All of lore.kernel.org
 help / color / mirror / Atom feed
From: Christoph Hellwig <hch@lst.de>
To: Robin Murphy <robin.murphy@arm.com>
Cc: "Leon Romanovsky" <leon@kernel.org>,
	"Jens Axboe" <axboe@kernel.dk>, "Jason Gunthorpe" <jgg@ziepe.ca>,
	"Joerg Roedel" <joro@8bytes.org>, "Will Deacon" <will@kernel.org>,
	"Christoph Hellwig" <hch@lst.de>,
	"Sagi Grimberg" <sagi@grimberg.me>,
	"Keith Busch" <kbusch@kernel.org>,
	"Bjorn Helgaas" <bhelgaas@google.com>,
	"Logan Gunthorpe" <logang@deltatee.com>,
	"Yishai Hadas" <yishaih@nvidia.com>,
	"Shameer Kolothum" <shameerali.kolothum.thodi@huawei.com>,
	"Kevin Tian" <kevin.tian@intel.com>,
	"Alex Williamson" <alex.williamson@redhat.com>,
	"Marek Szyprowski" <m.szyprowski@samsung.com>,
	"Jérôme Glisse" <jglisse@redhat.com>,
	"Andrew Morton" <akpm@linux-foundation.org>,
	"Jonathan Corbet" <corbet@lwn.net>,
	linux-doc@vger.kernel.org, linux-kernel@vger.kernel.org,
	linux-block@vger.kernel.org, linux-rdma@vger.kernel.org,
	iommu@lists.linux.dev, linux-nvme@lists.infradead.org,
	linux-pci@vger.kernel.org, kvm@vger.kernel.org,
	linux-mm@kvack.org
Subject: Re: [PATCH v1 00/17] Provide a new two step DMA mapping API
Date: Mon, 4 Nov 2024 10:58:31 +0100	[thread overview]
Message-ID: <20241104095831.GA28751@lst.de> (raw)
In-Reply-To: <3567312e-5942-4037-93dc-587f25f0778c@arm.com>

On Thu, Oct 31, 2024 at 09:17:45PM +0000, Robin Murphy wrote:
> The hilarious amount of work that iommu_dma_map_sg() does is pretty much 
> entirely for the benefit of v4l2 and dma-buf importers who *depend* on 
> being able to linearise a scatterlist in DMA address space. TBH I doubt 
> there are many actual scatter-gather-capable devices with significant 
> enough limitations to meaningfully benefit from DMA segment combining these 
> days - I've often thought that by now it might be a good idea to turn that 
> behaviour off by default and add an attribute for callers to explicitly 
> request it.

Even when devices are not limited they often perform significantly better
when IOVA space is not completely fragmented.  While the dma_map_sg code
is a bit gross due to the fact that it has to deal with unaligned segments,
the coalescing itself often is a big win.

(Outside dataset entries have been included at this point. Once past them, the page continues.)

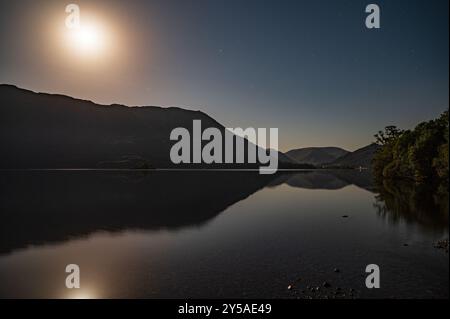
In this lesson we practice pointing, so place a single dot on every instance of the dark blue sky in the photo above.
(310, 68)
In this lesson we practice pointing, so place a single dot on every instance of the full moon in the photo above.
(86, 40)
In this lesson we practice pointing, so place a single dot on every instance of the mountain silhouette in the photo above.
(316, 155)
(360, 158)
(40, 130)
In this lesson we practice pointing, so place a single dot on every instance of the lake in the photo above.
(217, 234)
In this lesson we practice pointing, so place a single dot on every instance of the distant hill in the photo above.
(359, 158)
(316, 155)
(40, 130)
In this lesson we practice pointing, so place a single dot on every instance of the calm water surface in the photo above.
(215, 234)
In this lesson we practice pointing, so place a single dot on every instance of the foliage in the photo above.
(420, 155)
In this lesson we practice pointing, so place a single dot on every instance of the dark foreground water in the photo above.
(218, 234)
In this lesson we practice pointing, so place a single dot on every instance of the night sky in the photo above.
(310, 68)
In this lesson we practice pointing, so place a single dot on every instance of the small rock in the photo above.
(326, 284)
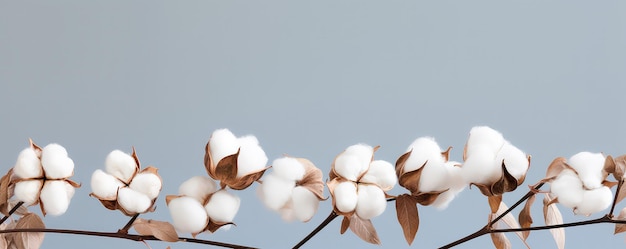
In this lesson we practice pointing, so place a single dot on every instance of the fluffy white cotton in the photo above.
(223, 143)
(568, 188)
(55, 197)
(188, 215)
(345, 196)
(381, 173)
(589, 167)
(223, 206)
(276, 191)
(371, 201)
(28, 165)
(198, 187)
(133, 201)
(288, 168)
(121, 165)
(304, 203)
(28, 191)
(595, 200)
(251, 158)
(104, 185)
(147, 183)
(423, 149)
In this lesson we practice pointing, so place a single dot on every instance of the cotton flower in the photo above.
(123, 186)
(43, 177)
(294, 188)
(358, 182)
(235, 162)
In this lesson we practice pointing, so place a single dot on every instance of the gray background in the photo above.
(310, 78)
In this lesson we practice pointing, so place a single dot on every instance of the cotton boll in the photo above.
(422, 150)
(276, 191)
(345, 196)
(371, 201)
(188, 215)
(568, 188)
(28, 165)
(223, 206)
(104, 185)
(148, 184)
(223, 143)
(595, 200)
(198, 187)
(133, 201)
(288, 168)
(589, 167)
(121, 165)
(28, 191)
(305, 203)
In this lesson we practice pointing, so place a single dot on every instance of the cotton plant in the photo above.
(123, 186)
(41, 176)
(293, 188)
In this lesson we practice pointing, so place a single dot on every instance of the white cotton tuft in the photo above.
(288, 168)
(251, 158)
(121, 165)
(198, 187)
(28, 165)
(223, 143)
(28, 191)
(305, 203)
(381, 173)
(133, 201)
(188, 215)
(55, 162)
(345, 196)
(423, 149)
(276, 191)
(589, 168)
(568, 188)
(223, 206)
(55, 197)
(148, 184)
(104, 185)
(595, 200)
(372, 201)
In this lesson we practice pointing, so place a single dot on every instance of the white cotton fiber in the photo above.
(251, 158)
(198, 187)
(381, 173)
(345, 196)
(423, 149)
(595, 200)
(371, 201)
(288, 168)
(568, 188)
(104, 185)
(304, 203)
(28, 165)
(223, 143)
(121, 165)
(55, 197)
(223, 206)
(589, 167)
(148, 184)
(133, 201)
(188, 215)
(276, 191)
(28, 191)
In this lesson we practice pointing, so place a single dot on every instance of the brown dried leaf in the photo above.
(408, 217)
(552, 216)
(364, 229)
(29, 240)
(160, 229)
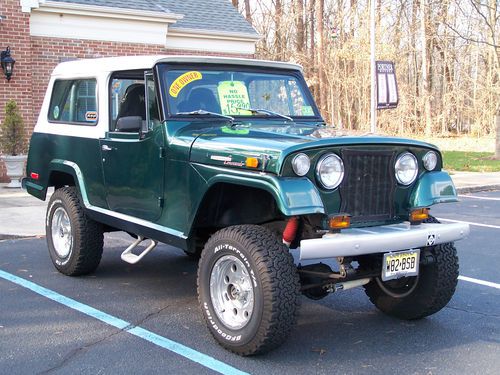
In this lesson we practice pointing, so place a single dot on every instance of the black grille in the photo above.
(367, 190)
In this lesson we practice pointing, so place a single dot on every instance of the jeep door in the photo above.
(131, 152)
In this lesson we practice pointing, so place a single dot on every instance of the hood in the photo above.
(270, 145)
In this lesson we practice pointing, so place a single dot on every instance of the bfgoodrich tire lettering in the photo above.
(81, 251)
(275, 284)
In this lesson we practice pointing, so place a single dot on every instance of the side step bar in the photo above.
(129, 257)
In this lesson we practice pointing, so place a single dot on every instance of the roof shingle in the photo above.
(209, 15)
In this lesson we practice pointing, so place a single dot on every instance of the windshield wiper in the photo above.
(202, 112)
(266, 112)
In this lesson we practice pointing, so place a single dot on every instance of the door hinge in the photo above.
(163, 152)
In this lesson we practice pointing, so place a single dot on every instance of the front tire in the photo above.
(75, 241)
(248, 289)
(417, 297)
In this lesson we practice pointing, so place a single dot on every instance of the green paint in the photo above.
(228, 130)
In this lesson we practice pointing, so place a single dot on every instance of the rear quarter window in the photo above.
(74, 102)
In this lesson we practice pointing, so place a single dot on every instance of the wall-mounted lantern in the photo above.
(7, 63)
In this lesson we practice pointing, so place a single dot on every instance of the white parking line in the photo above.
(477, 197)
(470, 223)
(163, 342)
(480, 282)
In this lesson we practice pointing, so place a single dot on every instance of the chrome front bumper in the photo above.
(382, 239)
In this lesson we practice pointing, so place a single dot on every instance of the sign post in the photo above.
(373, 111)
(387, 87)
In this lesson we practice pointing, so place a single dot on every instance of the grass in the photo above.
(470, 161)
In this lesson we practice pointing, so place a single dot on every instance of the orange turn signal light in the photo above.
(419, 214)
(339, 222)
(252, 162)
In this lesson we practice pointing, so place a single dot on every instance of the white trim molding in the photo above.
(90, 22)
(211, 41)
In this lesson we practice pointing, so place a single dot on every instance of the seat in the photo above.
(134, 102)
(200, 98)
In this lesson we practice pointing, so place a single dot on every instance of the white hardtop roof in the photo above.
(91, 67)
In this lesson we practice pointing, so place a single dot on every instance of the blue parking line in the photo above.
(111, 320)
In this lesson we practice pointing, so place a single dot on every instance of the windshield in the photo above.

Note that dma_map_sg also has two other very useful features:  batching
of the iotlb flushing, and support for P2P, which to be efficient also
requires batching the lookups.

>> This uniqueness has been a long standing pain point as the scatterlist API
>> is mandatory, but expensive to use.
>
> Huh? When and where has anything ever called it mandatory? Nobody's getting 
> sent to DMA jail for open-coding:

You don't get sent to jail.  But you do not get batched iotlb sync, you
don't get properly working P2P, and you don't get IOVA coalescing.

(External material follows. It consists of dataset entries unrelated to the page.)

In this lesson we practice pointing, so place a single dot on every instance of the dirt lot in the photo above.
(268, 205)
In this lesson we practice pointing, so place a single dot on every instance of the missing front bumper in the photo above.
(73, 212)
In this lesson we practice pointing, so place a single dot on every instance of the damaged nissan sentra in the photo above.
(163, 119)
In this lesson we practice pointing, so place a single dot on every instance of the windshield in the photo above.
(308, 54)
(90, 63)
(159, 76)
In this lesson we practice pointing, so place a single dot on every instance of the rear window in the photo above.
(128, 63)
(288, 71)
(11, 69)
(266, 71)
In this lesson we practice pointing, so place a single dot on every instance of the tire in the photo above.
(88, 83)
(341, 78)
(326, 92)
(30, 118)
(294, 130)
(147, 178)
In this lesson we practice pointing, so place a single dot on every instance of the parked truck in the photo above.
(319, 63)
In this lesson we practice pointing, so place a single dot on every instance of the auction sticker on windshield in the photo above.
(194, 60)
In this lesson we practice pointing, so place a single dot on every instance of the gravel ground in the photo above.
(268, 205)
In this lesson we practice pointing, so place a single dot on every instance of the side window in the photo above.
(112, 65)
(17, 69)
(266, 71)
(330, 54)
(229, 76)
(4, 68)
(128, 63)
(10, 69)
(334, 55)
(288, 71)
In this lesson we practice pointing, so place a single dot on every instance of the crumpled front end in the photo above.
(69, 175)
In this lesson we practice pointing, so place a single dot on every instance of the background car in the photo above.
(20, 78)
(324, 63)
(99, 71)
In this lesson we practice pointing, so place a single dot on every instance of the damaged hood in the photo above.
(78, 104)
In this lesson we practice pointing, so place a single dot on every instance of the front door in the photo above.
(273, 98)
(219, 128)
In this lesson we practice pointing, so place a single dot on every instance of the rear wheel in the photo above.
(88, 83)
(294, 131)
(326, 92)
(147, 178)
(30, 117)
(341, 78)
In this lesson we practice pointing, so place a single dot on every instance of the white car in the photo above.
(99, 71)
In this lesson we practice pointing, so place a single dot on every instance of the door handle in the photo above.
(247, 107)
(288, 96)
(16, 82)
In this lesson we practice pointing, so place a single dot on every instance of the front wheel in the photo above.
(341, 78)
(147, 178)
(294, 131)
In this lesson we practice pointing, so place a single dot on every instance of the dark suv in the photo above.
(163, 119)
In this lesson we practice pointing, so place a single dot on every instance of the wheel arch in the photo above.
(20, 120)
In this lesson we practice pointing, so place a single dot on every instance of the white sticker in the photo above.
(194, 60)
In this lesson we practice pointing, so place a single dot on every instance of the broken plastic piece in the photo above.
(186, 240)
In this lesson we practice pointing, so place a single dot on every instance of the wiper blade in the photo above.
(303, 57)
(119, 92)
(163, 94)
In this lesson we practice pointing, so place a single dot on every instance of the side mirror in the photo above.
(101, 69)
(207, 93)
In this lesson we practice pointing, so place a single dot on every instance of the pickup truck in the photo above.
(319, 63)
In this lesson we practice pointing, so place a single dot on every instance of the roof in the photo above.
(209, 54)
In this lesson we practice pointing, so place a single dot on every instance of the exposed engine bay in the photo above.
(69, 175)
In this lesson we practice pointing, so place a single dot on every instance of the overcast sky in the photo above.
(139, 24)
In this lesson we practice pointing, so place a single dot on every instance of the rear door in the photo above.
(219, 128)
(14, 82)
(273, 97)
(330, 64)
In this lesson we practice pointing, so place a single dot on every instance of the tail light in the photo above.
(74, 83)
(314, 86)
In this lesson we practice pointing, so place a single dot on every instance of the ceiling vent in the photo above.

>> Several approaches have been explored to expand the DMA API with additional
>> scatterlist-like structures (BIO, rlist), instead split up the DMA API
>> to allow callers to bring their own data structure.
>
> And this line of reasoning is still "2 + 2 = Thursday" - what is to say 
> those two notions in any way related? We literally already have one generic 
> DMA operation which doesn't operate on struct page, yet needed nothing 
> "split up" to be possible.

Yeah, I don't really get the struct page argument.  In fact if we look
at the nitty-gritty details of dma_map_page it doesn't really need a
page at all.  I've been looking at cleaning some of this up and providing
a dma_map_phys/paddr which would be quite handy in a few places.  Note
because we don't have a struct page for the memory, but because converting
to/from it all the time is not very efficient.

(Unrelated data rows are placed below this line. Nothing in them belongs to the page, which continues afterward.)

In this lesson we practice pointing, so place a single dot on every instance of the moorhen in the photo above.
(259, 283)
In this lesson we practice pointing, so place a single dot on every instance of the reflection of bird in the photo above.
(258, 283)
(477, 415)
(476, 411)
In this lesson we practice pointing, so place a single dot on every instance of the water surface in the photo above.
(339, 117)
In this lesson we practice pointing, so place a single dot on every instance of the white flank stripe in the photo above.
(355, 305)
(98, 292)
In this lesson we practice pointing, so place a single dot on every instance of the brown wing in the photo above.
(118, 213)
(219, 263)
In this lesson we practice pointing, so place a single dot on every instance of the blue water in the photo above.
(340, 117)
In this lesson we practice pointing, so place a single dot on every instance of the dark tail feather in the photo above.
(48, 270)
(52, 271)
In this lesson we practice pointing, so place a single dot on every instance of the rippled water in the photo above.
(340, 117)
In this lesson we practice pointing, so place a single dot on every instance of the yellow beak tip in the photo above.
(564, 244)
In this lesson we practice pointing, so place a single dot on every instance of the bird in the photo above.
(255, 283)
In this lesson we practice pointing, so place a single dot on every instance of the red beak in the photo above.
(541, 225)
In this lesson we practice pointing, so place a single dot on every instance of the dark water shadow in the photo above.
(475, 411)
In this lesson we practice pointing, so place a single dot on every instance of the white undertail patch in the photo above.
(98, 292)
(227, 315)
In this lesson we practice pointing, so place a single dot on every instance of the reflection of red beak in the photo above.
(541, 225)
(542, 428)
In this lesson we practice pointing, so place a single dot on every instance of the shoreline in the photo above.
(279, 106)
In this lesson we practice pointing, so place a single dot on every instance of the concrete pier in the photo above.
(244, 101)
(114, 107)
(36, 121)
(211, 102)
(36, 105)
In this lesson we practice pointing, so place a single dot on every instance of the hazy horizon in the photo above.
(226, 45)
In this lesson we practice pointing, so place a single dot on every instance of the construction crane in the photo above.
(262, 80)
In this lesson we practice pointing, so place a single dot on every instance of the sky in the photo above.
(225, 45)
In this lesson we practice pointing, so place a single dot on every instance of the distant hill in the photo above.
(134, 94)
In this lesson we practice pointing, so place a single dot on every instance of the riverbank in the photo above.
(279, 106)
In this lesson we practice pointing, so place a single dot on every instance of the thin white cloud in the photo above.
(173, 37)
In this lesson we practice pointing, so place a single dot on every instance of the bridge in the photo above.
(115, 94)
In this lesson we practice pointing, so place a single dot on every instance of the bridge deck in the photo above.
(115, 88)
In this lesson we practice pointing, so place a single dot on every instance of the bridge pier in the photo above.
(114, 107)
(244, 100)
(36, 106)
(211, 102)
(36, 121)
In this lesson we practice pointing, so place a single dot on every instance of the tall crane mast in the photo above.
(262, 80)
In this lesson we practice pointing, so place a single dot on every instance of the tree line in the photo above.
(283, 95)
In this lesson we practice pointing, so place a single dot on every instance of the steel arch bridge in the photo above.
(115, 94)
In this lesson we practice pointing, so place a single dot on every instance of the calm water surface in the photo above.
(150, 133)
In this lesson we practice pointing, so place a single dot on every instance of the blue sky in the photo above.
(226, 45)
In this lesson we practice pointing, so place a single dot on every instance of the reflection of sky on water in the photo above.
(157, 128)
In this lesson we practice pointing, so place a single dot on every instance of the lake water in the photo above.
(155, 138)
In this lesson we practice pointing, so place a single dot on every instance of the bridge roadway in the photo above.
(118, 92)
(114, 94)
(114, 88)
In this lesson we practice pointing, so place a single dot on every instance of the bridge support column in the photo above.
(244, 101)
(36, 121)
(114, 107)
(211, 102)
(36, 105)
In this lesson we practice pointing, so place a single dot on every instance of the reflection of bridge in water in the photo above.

>>   2. VFIO PCI live migration code is building a very large "page list"
>>      for the device. Instead of allocating a scatter list entry per allocated
>>      page it can just allocate an array of 'struct page *', saving a large
>>      amount of memory.
>
> VFIO already assumes a coherent device with (realistically) an IOMMU which 
> it explicitly manages - why is it even pretending to need a generic DMA 
> API?

AFAIK that does isn't really vfio as we know it but the control device
for live migration.  But Leon or Jason might fill in more.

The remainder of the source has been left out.